Concerns Regarding Children Under Twelve Participating in Contact Sports
Given the high probability of TBI occurrences in contact sports and the severe, lifelong detrimental effects such injuries can have on children, it has been proposed that young children not be allowed to participate in programs that are likely to lead to occurrences of TBI in children. However, others argue that only 21% of all TBI in children result from contact sports and that on average, the kids “simply are not big or strong enough at that age to cause significant damage to each other.”
The Concussion Legacy Foundation supports legislation banning tackle football for children under twelve years old. The foundation states that 86% of football players studied at the Boston University CTE Center have been diagnosed with CTE, and risk appears to be linked to how many years they played. Further, another Boston University study found athletes who played nine or more years of contact sports were six times more likely to develop Lewy Body Disease, a cause of dementia, than those who played eight or fewer years. Again, these results are offered with caution, as other scientists have not confirmed these results (there are less than a handful of people who orchestrate this research) and there is little information regarding what other diseases may have caused these results and each individual’s predisposition to these diseases.

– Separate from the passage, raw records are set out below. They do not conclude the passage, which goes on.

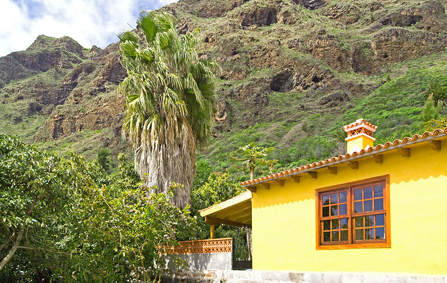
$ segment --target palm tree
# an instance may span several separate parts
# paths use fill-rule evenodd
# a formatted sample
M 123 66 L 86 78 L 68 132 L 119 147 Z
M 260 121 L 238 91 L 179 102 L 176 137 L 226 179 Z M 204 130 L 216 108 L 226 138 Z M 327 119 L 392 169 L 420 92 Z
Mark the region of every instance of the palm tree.
M 441 105 L 447 106 L 447 88 L 440 85 L 438 83 L 432 83 L 429 85 L 424 94 L 424 98 L 427 100 L 432 99 L 435 103 L 435 106 Z
M 164 191 L 183 185 L 174 203 L 188 204 L 195 170 L 195 150 L 211 134 L 216 112 L 212 79 L 219 66 L 199 56 L 198 29 L 179 35 L 168 12 L 142 11 L 137 31 L 118 34 L 121 65 L 127 77 L 119 88 L 126 95 L 123 131 L 135 150 L 135 167 L 145 185 Z

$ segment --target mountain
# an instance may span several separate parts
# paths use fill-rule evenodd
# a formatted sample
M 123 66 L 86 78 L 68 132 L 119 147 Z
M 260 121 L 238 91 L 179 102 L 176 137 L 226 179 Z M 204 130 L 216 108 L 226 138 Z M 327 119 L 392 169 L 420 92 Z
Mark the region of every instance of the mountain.
M 181 32 L 200 28 L 203 55 L 222 67 L 214 137 L 199 159 L 235 170 L 228 153 L 255 141 L 276 148 L 278 168 L 319 160 L 344 152 L 337 130 L 359 117 L 378 126 L 378 143 L 420 131 L 427 85 L 447 83 L 446 5 L 183 0 L 162 8 Z M 0 58 L 0 131 L 89 158 L 100 147 L 131 152 L 121 134 L 118 47 L 40 35 Z

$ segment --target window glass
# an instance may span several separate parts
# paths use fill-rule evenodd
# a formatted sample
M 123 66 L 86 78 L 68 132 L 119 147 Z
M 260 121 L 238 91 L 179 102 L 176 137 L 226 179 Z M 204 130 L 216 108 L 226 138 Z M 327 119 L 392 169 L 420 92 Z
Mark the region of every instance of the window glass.
M 372 242 L 386 242 L 384 184 L 321 193 L 322 244 L 367 244 L 374 240 Z

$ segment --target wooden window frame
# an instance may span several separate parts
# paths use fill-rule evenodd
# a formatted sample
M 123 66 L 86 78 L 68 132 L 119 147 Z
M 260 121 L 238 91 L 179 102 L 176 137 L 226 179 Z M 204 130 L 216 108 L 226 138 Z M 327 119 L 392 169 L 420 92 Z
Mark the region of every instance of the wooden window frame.
M 385 239 L 384 240 L 354 240 L 352 236 L 352 233 L 355 232 L 354 227 L 354 217 L 355 216 L 361 216 L 363 214 L 365 215 L 370 214 L 380 214 L 379 211 L 372 211 L 369 212 L 363 212 L 362 213 L 356 213 L 355 216 L 353 216 L 353 200 L 352 199 L 352 191 L 353 187 L 358 186 L 363 186 L 375 183 L 379 181 L 385 182 L 385 187 L 384 187 L 384 213 L 386 214 L 385 217 Z M 349 191 L 348 194 L 348 211 L 349 212 L 347 217 L 348 218 L 348 241 L 342 244 L 326 243 L 322 244 L 322 231 L 321 230 L 321 223 L 320 215 L 321 211 L 322 206 L 320 204 L 320 195 L 322 193 L 327 192 L 333 192 L 336 191 L 343 191 L 343 190 L 348 189 Z M 391 248 L 391 209 L 390 205 L 390 175 L 385 175 L 365 179 L 358 181 L 345 183 L 325 188 L 322 188 L 315 190 L 315 242 L 316 244 L 317 250 L 338 250 L 338 249 L 365 249 L 370 248 Z M 377 213 L 377 212 L 379 212 Z M 337 217 L 347 218 L 340 217 L 340 215 L 337 215 Z M 335 218 L 335 217 L 334 217 Z

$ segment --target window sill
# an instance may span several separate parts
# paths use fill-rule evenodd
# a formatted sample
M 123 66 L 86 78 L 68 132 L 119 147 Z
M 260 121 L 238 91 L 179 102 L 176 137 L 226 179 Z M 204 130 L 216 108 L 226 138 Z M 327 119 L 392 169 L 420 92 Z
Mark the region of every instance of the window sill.
M 387 242 L 351 244 L 351 245 L 324 245 L 316 247 L 316 250 L 347 250 L 349 249 L 370 249 L 371 248 L 391 248 L 391 243 Z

Legislation proposed in at least five states that would effectively ban children under twelve years of age from playing tackle football has yet to gain much traction. Many parents argue that the decision regarding their child’s participation in athletics is ultimately theirs and should not be dictated by the government. However, at the end of the day, many opposing the proposed legislation have yet to explain why five-year-old children should suit up and sustain hits to the head dozens of times when a no-contact alternative would be just as sufficient a route for children to learn the game. At the same time, before dictating a broad ban of a sport so many love to learn and play, we should remember children tackling at this age are very small and moving at slower speeds and therefore the resulting impact is not nearly as severe as what we typically see on TV during a professional game.